Was ist Zollrecht? Oder: von Hühnervierteln und kriegsentscheidenden Stühlen

Zu Beginn meiner zollrechtlichen Laufbahn konnte ich auch nicht ahnen, was Zollrecht überhaupt bedeutet und was das Zollrecht alles umfasst. Von der Tätigkeit als Verwaltungsrichter wollte ich Abstand nehmen und sah die Stellenanzeige einer großen Wirtschaftsprüfungsgesellschaft für deren Zollabteilung.

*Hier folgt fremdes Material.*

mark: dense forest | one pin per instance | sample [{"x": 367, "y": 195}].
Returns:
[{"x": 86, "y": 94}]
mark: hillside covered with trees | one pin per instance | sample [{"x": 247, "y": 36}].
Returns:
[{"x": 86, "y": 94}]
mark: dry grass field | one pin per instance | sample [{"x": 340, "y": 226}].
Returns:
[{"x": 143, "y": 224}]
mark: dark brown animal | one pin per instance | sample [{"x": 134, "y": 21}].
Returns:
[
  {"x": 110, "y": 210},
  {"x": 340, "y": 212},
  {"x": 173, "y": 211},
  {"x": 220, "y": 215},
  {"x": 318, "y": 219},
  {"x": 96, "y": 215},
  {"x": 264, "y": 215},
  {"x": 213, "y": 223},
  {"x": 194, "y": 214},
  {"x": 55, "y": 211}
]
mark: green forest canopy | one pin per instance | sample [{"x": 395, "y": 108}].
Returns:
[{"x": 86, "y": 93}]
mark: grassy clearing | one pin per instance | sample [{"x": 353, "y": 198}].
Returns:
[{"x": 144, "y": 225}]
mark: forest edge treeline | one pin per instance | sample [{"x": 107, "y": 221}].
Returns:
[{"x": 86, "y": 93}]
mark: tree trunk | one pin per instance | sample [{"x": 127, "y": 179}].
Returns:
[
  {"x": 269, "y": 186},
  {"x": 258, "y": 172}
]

Nach dem Bewerbungsgespräch hatte ich den Eindruck, die ideale Stelle für mich gefunden zu haben, weil sie fünf Interessen miteinander verband:

Die fünf Elemente des Zollrechts

Erstens ist das Europa- oder Gemeinschaftsrecht der Ausgangspunkt für die materielle Rechtslage, und darin hatte ich einen Ausbildungsschwerpunkt.

Zweitens überlagert es nicht vollständig das nationale Recht, sondern die Abgabenordnung und viele weitere Nebengesetze haben ihren eigenen Anwendungsbereich, der sich von der verwaltungsrechtlichen Sicht gut erschließen lässt.

Drittens ähnelt die Prozessordnung der Finanzgerichte, in der das Zollrecht weitestgehend angesiedelt ist, der Verwaltungsgerichtsordnung, auch wenn durchaus feinsinnige Unterschiede bestehen.

Viertens ist Zollrecht nicht nur Rechtsanwendung, sondern der Jurist muss sich – wie auch in anderen Gebieten – zum Teil intensiv mit naturwissenschaftlichen Fragen auseinandersetzen; konkret damit, wie eine importierte Ware hergestellt und wozu sie verwendet wird. Ein Verständnis für wirtschaftliche Zusammenhänge ist in diesem Zusammenhang auch vonnöten, weil nur dadurch klar wird, warum eine Ware so und nicht anders produziert wurde, und das hat schon einen Einfluss auf die Höhe des Einfuhrzolls.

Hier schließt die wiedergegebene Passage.